I had an injection of alien DNA and I am now cured forever of my addiction. Okay, that’s not entirely true, though my mother might attest to the fact that I’ve always been a little “off.” I decided to cut sugar, diary and gluten from my diet. I am on day four and I feel like a million ducks. And I feel so good I don’t miss them. Really. And I hope like crazy I continue to feel this good. Because if it’s that easy to get rid of my depression, man, I am one lucky girl! And no cravings and constant thinking about when I get to eat again. Holy mother of jackpots! I’m a winner!

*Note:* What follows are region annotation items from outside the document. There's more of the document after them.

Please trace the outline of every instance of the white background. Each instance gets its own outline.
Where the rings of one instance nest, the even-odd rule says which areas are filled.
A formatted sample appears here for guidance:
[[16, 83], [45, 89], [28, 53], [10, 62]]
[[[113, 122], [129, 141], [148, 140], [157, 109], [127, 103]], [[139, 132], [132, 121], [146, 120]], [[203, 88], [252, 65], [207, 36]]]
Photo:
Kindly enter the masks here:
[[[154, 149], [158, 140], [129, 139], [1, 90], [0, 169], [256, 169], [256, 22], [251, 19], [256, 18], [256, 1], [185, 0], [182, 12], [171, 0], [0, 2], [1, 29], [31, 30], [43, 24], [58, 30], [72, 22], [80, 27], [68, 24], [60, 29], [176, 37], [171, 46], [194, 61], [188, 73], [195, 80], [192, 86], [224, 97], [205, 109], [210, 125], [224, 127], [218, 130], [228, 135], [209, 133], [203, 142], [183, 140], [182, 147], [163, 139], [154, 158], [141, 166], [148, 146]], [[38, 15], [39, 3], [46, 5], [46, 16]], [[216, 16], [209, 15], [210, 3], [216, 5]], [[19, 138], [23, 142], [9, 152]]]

So if I’m strutting around the office waving my arms like a twitchy cricket, and serenading people who walk into my cube with “Hello Dolly,” well, who can blame me? People like positive energy. In fact, I have seen more genuine smiles today than I have all week. Bring on the crossed wires, malfunctioning scanners and belching goats. Besides, I’ve got some really great Groucho Marx impressions to polish up on.

*Disclaimer – no goats were harmed during the writing of this blog.